Pahami Amanah Agar Tak Jatuh Pada Pengkhianatan


Oleh: Dina Wachid

Khianat seolah menjadi perilaku yang kian biasa di tengah masyarakat masa sekarang. Mengkhianati teman, mengkhianati perjanjian, mengkhianati pasangan, mengkhianati amanah sebagai pemimpin adalah hal yang biasa kita temui saat ini. Manusia seperti hilang rasa malunya hingga dengan mudah melakukan pengkhianatan, mulai dari level paling rendah sampai yang tertinggi.

Agar tak terjatuh pada lembah pengkhianatan, pahami dulu apa itu khianat.dan amanah. Kata khianat dalam Kamus Besar Bahasa Indonesia diartikan dengan tipu daya, perbuatan yang bertentangan dengan janji, atau perbuatan tidak setia.  Sedang amanah adalah sesuatu yang dipercayakan (dititipkan) kepada orang lain; keamanan; ketenteraman; dapat dipercaya (boleh dipercaya); setia.
Menurut Al-Munawi, khianat adalah menyia-nyiakan amanah. Sedangkan menurut Al-Qurthubi, khianat adalah curang dan menyembunyikan sesuatu. Al-Jâhizh menyatakan khianat sebagai melanggar sesuatu yang diamanahkan orang kepadanya; berupa harta, kehormatan, kemuliaan, dan mengambil milik orang yang dititipkan dan mengingkari orang yang menitipkan. Raghib al-Isfahani menyebut khianat kurang lebih sama artinya dengan nifak (orangnya disebut munafik).

Rasulullah pernah menyatakan bahwa khianat adalah salah satu sifat dari orang munafik. “Tanda-tanda orang munafik itu ada tiga; apabila berbicara berbohong, dan apabila berjanji mengingkari, dan apabila dipercaya ia berkhianat.” (HR. Muslim)

Dari sini bisa dipahami bahwa khianat adalah lawan dari menyelisihi amanah.  Secara bahasa, amanah berasal dari kata amina yang bermakna tidak meniru, terpercaya, jujur, atau titipan. Dalam Islam, amanah adalah segala sesuatu yang wajib dipelihara dan ditunaikan kepada orang yang berhak menerimanya. Setiap yang dibebankan kepada manusia dari Allah Ta’ala seperti kewajiban-kewajiban agama, atau dari manusia, seperti titipan harta juga termasuk amanah. Amanah bisa berupa benda, pekerjaan, perkataan, ataupun kepercayaan, yang nantinya akan dimintai pertanggungjawabannya.
Ibnu Katsir  berkata,“Menunaikan amanat yang dimaksudkan adalah umum mencakup segala yang diwajibkan pada seorang hamba, baik hak Allah atau hak sesama manusia” (Tafsir Al Qur’an Al ‘Azhim, 4: 124).
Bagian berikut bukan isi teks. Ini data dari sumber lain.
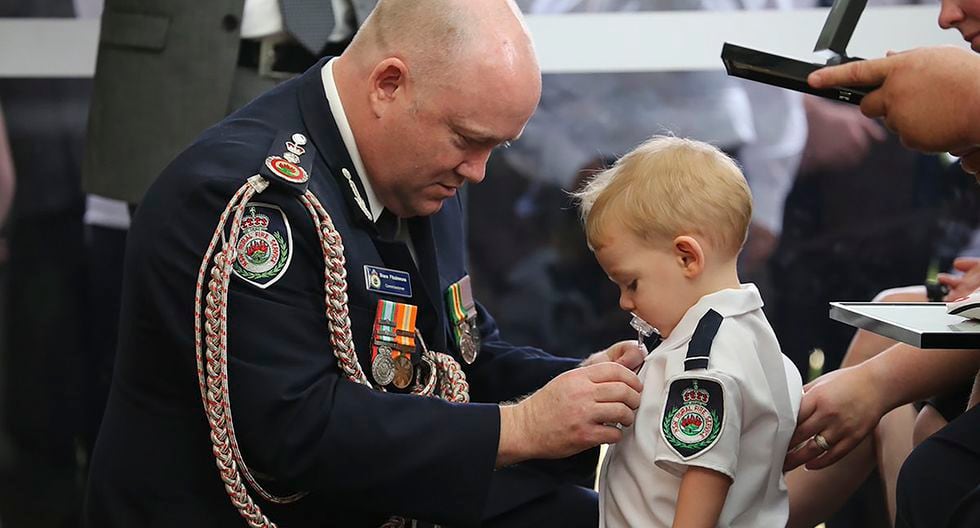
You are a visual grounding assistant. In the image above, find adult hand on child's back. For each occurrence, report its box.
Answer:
[582,340,647,370]
[938,257,980,302]
[783,365,886,471]
[497,364,643,467]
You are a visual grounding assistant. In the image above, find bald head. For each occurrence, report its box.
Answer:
[344,0,540,91]
[332,0,541,217]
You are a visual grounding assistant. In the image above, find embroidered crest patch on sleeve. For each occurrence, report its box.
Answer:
[232,202,293,288]
[660,377,725,460]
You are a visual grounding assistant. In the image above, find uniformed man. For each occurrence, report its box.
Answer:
[85,0,641,528]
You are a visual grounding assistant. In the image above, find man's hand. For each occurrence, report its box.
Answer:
[582,340,647,370]
[937,257,980,302]
[783,364,888,471]
[497,362,643,467]
[808,46,980,152]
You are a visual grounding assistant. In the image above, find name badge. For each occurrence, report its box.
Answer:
[364,265,412,297]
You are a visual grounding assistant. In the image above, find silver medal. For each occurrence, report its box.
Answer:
[371,347,395,387]
[459,323,480,365]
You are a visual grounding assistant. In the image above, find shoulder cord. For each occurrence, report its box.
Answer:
[194,175,469,528]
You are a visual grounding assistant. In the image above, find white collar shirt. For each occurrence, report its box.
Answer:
[320,57,418,263]
[599,284,802,528]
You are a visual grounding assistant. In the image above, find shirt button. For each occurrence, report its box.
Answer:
[221,15,238,31]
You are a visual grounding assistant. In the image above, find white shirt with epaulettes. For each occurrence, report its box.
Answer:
[599,284,802,528]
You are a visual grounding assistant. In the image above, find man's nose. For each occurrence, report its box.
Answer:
[456,149,491,184]
[939,0,963,29]
[619,293,636,312]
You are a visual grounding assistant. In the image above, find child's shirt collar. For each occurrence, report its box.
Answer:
[646,283,763,360]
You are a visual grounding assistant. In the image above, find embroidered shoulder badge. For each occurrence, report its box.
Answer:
[233,202,293,289]
[660,377,725,460]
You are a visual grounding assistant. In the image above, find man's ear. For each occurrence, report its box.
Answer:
[673,235,704,279]
[368,57,408,117]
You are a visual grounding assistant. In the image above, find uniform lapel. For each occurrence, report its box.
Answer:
[408,216,447,352]
[299,58,446,351]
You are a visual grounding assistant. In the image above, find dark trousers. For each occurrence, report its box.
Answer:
[895,405,980,528]
[79,225,126,454]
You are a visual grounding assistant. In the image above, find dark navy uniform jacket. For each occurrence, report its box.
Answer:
[85,62,576,527]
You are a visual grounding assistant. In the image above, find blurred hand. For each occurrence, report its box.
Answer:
[937,257,980,302]
[950,147,980,176]
[800,96,888,172]
[582,340,647,370]
[497,362,643,467]
[783,365,888,471]
[808,46,980,152]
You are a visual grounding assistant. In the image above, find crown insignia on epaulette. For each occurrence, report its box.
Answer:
[681,380,710,405]
[242,207,269,233]
[265,134,310,183]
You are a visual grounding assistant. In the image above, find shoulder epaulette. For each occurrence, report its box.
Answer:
[259,131,316,195]
[684,310,724,370]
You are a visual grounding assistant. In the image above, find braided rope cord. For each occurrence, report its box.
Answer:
[194,175,469,528]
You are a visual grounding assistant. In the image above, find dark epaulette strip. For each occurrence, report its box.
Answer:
[259,130,316,195]
[684,310,724,370]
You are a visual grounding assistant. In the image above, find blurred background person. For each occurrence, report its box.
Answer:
[0,0,92,528]
[469,0,806,357]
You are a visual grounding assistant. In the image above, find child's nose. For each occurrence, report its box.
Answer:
[619,293,635,312]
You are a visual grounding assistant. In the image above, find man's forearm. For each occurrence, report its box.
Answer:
[864,343,980,412]
[496,404,531,468]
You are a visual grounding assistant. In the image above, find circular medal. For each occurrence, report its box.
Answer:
[394,354,415,389]
[459,324,478,365]
[265,156,310,183]
[371,347,395,387]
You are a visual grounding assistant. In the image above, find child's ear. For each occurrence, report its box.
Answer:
[674,236,704,279]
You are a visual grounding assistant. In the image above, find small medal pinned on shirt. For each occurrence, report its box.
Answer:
[371,299,418,389]
[446,275,480,364]
[259,132,315,194]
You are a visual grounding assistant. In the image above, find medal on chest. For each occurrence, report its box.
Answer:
[371,299,418,389]
[446,275,480,364]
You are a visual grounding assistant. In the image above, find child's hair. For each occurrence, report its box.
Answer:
[575,136,752,257]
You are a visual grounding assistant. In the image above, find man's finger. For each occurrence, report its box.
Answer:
[593,403,636,427]
[807,58,892,88]
[861,90,894,120]
[960,151,980,174]
[583,361,643,392]
[789,404,824,446]
[783,439,823,471]
[595,383,640,409]
[806,441,854,469]
[953,257,980,271]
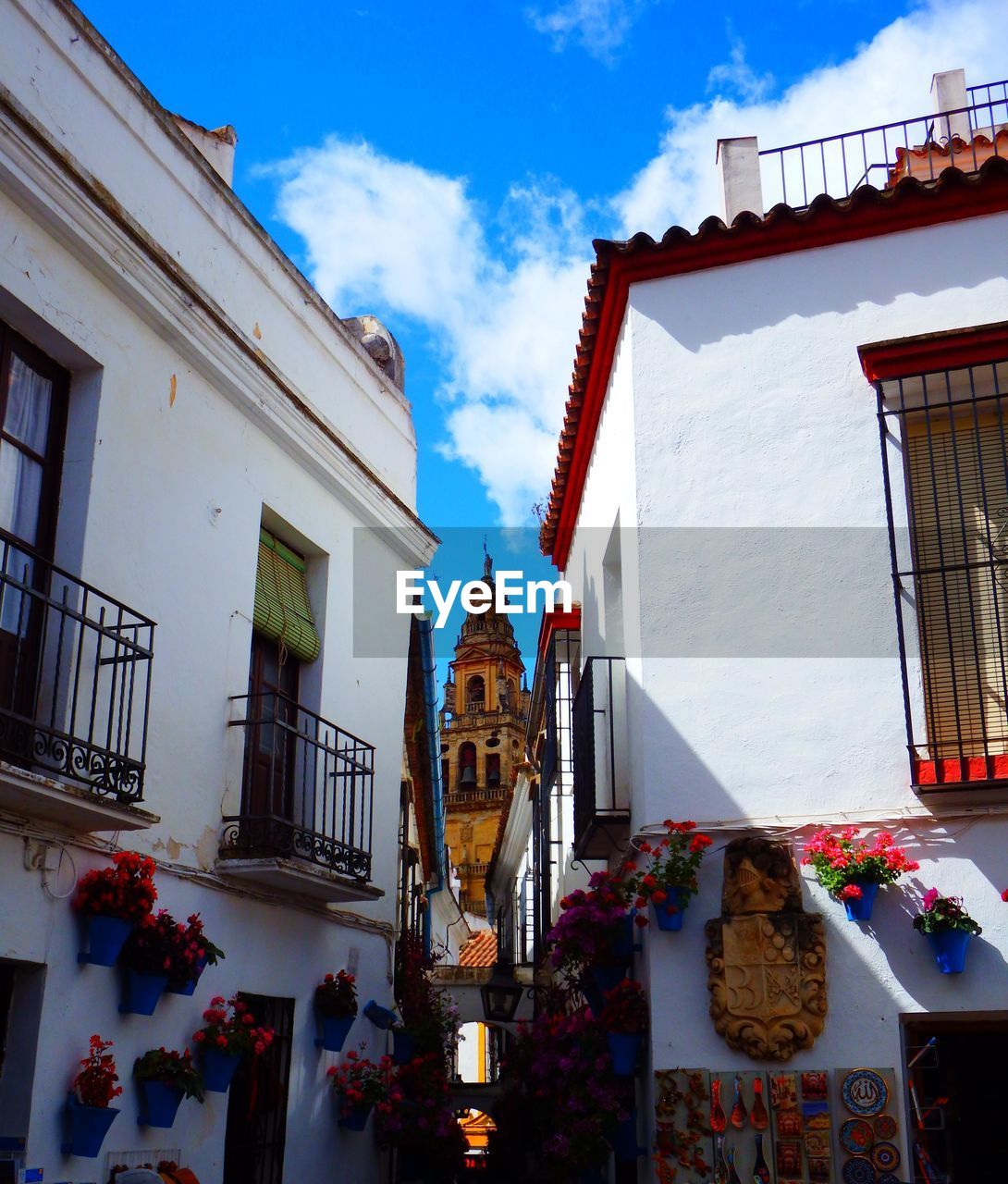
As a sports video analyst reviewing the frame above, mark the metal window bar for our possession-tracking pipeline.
[572,657,627,846]
[759,81,1008,210]
[877,359,1008,787]
[221,692,375,882]
[0,533,155,804]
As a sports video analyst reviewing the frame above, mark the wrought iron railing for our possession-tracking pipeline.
[0,536,154,804]
[445,790,508,807]
[759,80,1008,210]
[572,657,628,849]
[220,692,375,881]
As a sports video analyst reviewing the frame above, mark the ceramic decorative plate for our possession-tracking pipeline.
[872,1142,899,1172]
[840,1117,876,1155]
[843,1155,878,1184]
[874,1114,899,1139]
[840,1069,889,1117]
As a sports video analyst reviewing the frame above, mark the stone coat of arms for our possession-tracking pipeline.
[704,838,826,1061]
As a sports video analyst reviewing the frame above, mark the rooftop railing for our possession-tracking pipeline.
[759,80,1008,210]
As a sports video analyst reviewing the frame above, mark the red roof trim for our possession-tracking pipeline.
[541,156,1008,571]
[858,321,1008,382]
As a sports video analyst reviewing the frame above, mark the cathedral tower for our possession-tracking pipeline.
[441,555,529,917]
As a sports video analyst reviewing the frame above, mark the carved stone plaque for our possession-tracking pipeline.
[705,838,826,1061]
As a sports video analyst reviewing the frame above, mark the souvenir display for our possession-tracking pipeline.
[872,1142,901,1172]
[749,1078,770,1130]
[836,1069,901,1184]
[654,1069,714,1184]
[840,1117,876,1155]
[843,1155,878,1184]
[840,1069,889,1117]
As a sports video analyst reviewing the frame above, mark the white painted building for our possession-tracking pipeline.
[527,71,1008,1179]
[0,0,436,1184]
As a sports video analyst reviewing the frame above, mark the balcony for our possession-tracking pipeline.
[217,692,382,902]
[761,71,1008,213]
[0,536,158,833]
[572,657,630,859]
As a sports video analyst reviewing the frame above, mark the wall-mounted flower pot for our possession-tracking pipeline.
[606,1032,644,1078]
[927,930,973,974]
[119,969,168,1016]
[136,1081,183,1128]
[651,884,690,933]
[338,1101,372,1130]
[60,1094,119,1159]
[364,999,397,1031]
[203,1048,241,1094]
[391,1028,416,1065]
[607,1111,640,1164]
[314,1016,357,1053]
[77,913,132,966]
[165,955,207,994]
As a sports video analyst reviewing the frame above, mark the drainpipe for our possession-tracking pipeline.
[416,613,445,955]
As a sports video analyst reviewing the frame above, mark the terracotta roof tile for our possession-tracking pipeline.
[459,930,497,966]
[539,159,1008,568]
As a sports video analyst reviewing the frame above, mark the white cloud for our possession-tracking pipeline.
[613,0,1008,237]
[274,137,590,525]
[265,0,1008,524]
[525,0,652,62]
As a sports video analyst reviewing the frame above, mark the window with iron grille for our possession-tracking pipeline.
[877,359,1008,787]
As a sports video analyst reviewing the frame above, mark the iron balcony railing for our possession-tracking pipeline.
[572,657,630,858]
[0,536,154,804]
[220,692,375,882]
[759,80,1008,210]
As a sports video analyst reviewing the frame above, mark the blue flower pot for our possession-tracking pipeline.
[60,1094,119,1159]
[136,1081,183,1128]
[338,1103,372,1130]
[606,1032,644,1078]
[843,880,879,921]
[314,1016,357,1053]
[119,969,168,1016]
[203,1048,241,1094]
[607,1111,640,1164]
[391,1028,416,1065]
[165,955,207,994]
[77,913,132,966]
[927,930,973,974]
[651,887,690,933]
[364,999,395,1031]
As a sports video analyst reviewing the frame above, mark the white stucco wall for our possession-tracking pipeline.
[0,0,433,1184]
[567,201,1008,1178]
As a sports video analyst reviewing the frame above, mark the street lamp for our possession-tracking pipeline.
[479,956,522,1024]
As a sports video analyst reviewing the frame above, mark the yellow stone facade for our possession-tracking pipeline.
[441,557,529,917]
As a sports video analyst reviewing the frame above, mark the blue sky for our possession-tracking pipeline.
[80,0,1008,654]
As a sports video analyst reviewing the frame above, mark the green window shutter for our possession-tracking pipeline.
[252,529,322,662]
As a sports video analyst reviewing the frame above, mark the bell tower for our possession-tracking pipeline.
[441,555,530,917]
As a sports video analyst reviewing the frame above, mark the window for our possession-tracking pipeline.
[459,741,475,790]
[877,339,1008,786]
[224,991,295,1184]
[465,673,486,711]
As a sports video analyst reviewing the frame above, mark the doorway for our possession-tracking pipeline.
[899,1012,1008,1184]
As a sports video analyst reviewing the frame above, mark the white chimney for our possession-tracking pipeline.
[172,115,238,185]
[931,70,973,143]
[717,136,763,226]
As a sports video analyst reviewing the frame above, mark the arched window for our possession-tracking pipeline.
[459,741,475,790]
[465,673,486,711]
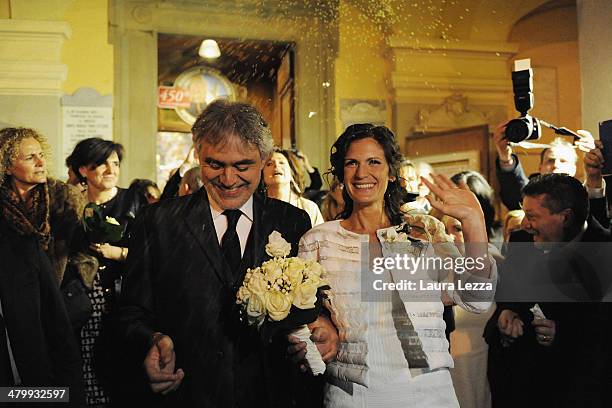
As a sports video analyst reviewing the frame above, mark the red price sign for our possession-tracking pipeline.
[157,86,191,109]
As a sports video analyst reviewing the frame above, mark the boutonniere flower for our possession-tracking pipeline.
[266,231,291,258]
[83,203,123,243]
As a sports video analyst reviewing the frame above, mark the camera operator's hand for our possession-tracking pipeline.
[574,129,595,153]
[493,122,512,165]
[576,136,604,188]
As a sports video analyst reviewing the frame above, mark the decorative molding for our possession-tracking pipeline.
[62,86,113,108]
[414,94,493,132]
[340,99,387,129]
[0,20,72,96]
[388,36,518,55]
[388,36,518,105]
[0,19,72,39]
[391,73,512,105]
[0,60,68,96]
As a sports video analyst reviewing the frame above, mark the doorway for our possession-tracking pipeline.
[156,33,296,185]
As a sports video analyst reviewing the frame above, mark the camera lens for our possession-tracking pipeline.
[506,118,531,143]
[505,115,541,143]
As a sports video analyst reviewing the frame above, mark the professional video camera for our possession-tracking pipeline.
[505,59,581,143]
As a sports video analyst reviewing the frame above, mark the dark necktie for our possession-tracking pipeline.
[391,290,429,368]
[221,210,242,276]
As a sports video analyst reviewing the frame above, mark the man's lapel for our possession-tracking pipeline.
[183,188,233,287]
[235,194,269,286]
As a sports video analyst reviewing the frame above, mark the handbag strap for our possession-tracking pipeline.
[0,299,21,385]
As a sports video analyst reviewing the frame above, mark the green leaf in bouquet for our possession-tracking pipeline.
[83,203,123,243]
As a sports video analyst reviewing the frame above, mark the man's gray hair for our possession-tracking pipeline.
[191,99,274,159]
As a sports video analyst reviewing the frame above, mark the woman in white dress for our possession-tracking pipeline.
[263,150,323,227]
[300,124,495,408]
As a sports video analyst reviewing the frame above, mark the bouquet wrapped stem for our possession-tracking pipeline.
[291,324,325,375]
[236,231,330,375]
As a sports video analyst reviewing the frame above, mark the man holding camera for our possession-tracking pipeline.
[484,174,612,408]
[493,123,609,227]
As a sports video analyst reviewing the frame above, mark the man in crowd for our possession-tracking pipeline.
[485,174,611,408]
[120,100,337,407]
[493,123,609,227]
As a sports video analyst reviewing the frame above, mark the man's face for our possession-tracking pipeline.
[198,135,265,211]
[540,147,576,177]
[521,194,570,247]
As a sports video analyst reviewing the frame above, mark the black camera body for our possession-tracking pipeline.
[506,115,542,143]
[505,68,542,143]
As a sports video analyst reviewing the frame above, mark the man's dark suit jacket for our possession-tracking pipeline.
[120,189,322,408]
[484,219,612,408]
[495,154,612,228]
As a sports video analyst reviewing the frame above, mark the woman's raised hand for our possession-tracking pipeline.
[421,174,484,224]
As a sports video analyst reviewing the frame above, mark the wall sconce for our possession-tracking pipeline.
[198,39,221,59]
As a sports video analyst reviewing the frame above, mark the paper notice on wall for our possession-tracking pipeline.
[62,106,113,157]
[62,88,113,162]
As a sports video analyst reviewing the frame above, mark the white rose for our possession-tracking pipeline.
[286,258,306,288]
[266,290,291,322]
[385,228,397,242]
[266,231,291,258]
[396,232,408,242]
[247,272,268,296]
[306,261,325,278]
[293,279,318,309]
[261,260,283,282]
[236,286,251,303]
[106,217,121,225]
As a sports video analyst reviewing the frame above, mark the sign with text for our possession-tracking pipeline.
[62,87,113,164]
[157,85,191,109]
[62,106,113,161]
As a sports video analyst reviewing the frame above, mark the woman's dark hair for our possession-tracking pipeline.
[451,170,496,239]
[329,123,405,225]
[66,137,123,182]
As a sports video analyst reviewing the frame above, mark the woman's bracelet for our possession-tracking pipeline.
[119,248,127,262]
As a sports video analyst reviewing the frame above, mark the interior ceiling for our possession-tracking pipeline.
[157,34,292,85]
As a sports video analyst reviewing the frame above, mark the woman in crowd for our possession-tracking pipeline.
[67,138,142,406]
[300,124,495,408]
[0,128,84,406]
[128,179,161,207]
[0,128,83,283]
[263,150,323,226]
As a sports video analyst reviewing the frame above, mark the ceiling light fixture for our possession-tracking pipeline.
[198,39,221,59]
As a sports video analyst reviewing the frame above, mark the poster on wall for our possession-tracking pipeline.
[62,88,113,158]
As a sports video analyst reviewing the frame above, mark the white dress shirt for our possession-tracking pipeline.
[210,196,253,256]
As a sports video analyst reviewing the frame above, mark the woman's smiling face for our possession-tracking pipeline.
[344,137,389,206]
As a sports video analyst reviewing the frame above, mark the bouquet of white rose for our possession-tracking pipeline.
[236,231,329,375]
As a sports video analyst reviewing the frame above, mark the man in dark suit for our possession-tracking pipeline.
[493,123,610,228]
[484,174,611,408]
[120,100,337,407]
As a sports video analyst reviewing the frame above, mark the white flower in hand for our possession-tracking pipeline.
[266,231,291,258]
[264,290,292,322]
[421,174,484,223]
[106,217,121,225]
Syaikh As Sa’di mengatakan bahwa amanah adalah segala sesuatu yang diemban oleh seseorang yang diperintahkan untuk ditunaikan.

Menunaikan amanah adalah kewajiban. Wajib untuk ditunaikan. Amanah ini banyak macamnya: amanah sebagai orang tua, anak, murid, guru, karyawan, pemimpin perusahaan, sampai pada pemimpin rakyat (penguasa). Namun, apapun jabatan, kedudukan dan profesinya, ada satu benang merah yang menjadi inti dari semuanya itu. Yakni, amanah sebagai seorang muslim, sebagai hamba Allah SWT.

Kalau amanah berarti melaksanakan kewajiban yang sudah disanggupi, maka khianat adalah kebalikannya. Khianat kepada amanah di sini yaitu melakukan perbuatan yang bertentangan dengan janji, dengan melakukan berbagai macam tipu daya agar janjinya tidak direalisasikan. Khianat juga bisa diartikan sebagai suatu perbuatan yang tidak melaksanakan atau menjaga apa yang diamanahkan dan menjadi kewajibannya kepada Allah dan RasulNya.

Perilaku khianat adalah tercela dan itu dilarang oleh Allah dan rasulNya. Allah jelas sekali melarang manusia untuk berbuat khianat. Sebagaimana firman Allah SWT berikut:

“Wahai orang-orang yang beriman! Janganlah kamu mengkhianati Allah dan Rasul dan (juga) janganlah kamu mengkhianati amanat yang dipercayakan kepadamu, sedang kamu mengetahui.”  (QS. Al-Anfal:27)

“Sesungguhnya Allah tidak menyukai orang-orang yang berkhianat.” (QS. Al-Anfâl : 58)

“Sesungguhnya Allah tidak menyukai tiap-tiap orang yang berkhianat lagi mengingkari nikmat.” (QS. Al-Hajj : 38)
Sesuatu yang dilarang Allah, sudah pasti tidak diridhoi, tidak berkah dan membawa dosa. Khianat akan mendatangkan bencana dan menciptakan kerusakan di tengah manusia.

Salah satu akibat mengkhianati amanah dalam Islam adalah kehilangan iman. Rasulullah SAW bersabda: “Tidak ada iman bagi orang yang tidak Amanah dan tidak ada agama bagi orang yang tidak memegang janji.” (HR. Ahmad).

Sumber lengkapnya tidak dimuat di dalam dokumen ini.